Harald, King of Skemfar
Hárald, rey de Skemfar | Ilustración de Grzegorz Rutkowski

En Surtlandia, Tibalt advirtió a los gigantes de escarcha sobre una invasión de troles torga que habían despertado de su letargo. En Bretagard, prometió al despiadado clan Skelle que traería de vuelta a su amo demoníaco, Varragoth. En todos los reinos de Kaldheim, Tibalt plantó las semillas de la guerra y el caos.

Pero ¿y el Starnheim? Las valkirias... Bueno, ellas suponían un problema incluso para el ocurrente Tibalt. Eran criaturas ligadas al deber y ajenas a la política que controlaba los demás reinos. A ellas no les interesaban el oro ni el poder y tampoco temían a ninguna fuerza mortal de Kaldheim. ¿Qué podía hacer un embustero experto para lidiar con unos seres tan rígidos e inflexibles?

Hagamos una breve pausa en la saga para recordar un dicho popular en el Multiverso: la rama que no se dobla termina por partirse.

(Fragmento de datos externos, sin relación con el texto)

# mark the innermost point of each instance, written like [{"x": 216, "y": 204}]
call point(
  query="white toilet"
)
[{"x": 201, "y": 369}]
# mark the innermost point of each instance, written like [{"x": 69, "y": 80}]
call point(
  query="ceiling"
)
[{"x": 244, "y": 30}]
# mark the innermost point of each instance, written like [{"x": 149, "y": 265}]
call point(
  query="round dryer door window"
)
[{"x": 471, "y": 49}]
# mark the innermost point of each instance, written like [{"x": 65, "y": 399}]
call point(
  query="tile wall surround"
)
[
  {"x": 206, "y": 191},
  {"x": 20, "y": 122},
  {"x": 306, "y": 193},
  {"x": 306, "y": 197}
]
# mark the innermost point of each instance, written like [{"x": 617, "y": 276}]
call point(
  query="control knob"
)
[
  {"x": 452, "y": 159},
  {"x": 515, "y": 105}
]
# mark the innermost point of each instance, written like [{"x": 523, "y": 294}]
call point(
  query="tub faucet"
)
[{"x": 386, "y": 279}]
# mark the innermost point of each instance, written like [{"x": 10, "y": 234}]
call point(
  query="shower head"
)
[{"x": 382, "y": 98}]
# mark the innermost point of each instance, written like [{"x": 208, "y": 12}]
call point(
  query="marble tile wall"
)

Tibalt era inteligente y poderoso, mas no lo bastante fuerte como para enfrentarse a todas las pastoras y segadoras de los salones del Starnheim. ¡Pero había un ser que podía hacerlo! Se llamaba Koma, la Serpiente Cósmica, que era el más antiguo de los monstruos nacidos del Árbol del Mundo. Mucho tiempo atrás, los skoti habían atrapado a Koma en el vacío del cosmos y le habían impedido volver a entrar en los reinos. Durante eones, la serpiente se había vuelto cada vez más inquieta, incapaz de saciar su hambre y su sed de destrucción. Tibalt sintió lástima por la pobre criaturita; de verdad que sí. Por ello, decidió utilizar la Espada de los Reinos para abrir un portal hacia el hogar de las valkirias, donde la Serpiente Cósmica podría recuperar el tiempo perdido.

Open the Omenpaths
Abrir los caminos del presagio | Ilustración de Eric Deschamps

Todo sea dicho, Tibalt no era muy devoto de las espadas. Él depositaba su fe en los cuchillos, los garfios, el fuego infernal y el azufre... Pero incluso Tibalt tuvo que admitir que la Espada de los Reinos le estaba resultando muy, pero que muy útil. Podía usarla para cruzar el cosmos una y otra vez. También le había servido para soltar a Koma contra las valkirias del Starnheim. Y ahora estaba utilizándola para una tarea mucho más humilde pero igual de importante: dejar un rastro arrastrando la punta por la superficie de basalto de Immersturm. Después de todo, era importante que la otra planeswalker pudiera seguirlo hasta allí.

El final de la saga todavía no está escrito, pero voy a saltarme unas cuantas partes para chafártelo: Tibalt mata a la planeswalker. Y lo último que verá cuando la vida abandone sus ojos será el fuego que consumirá Kaldheim. Todos los reinos al fin estarán unidos en una gran y gloriosa conflagración.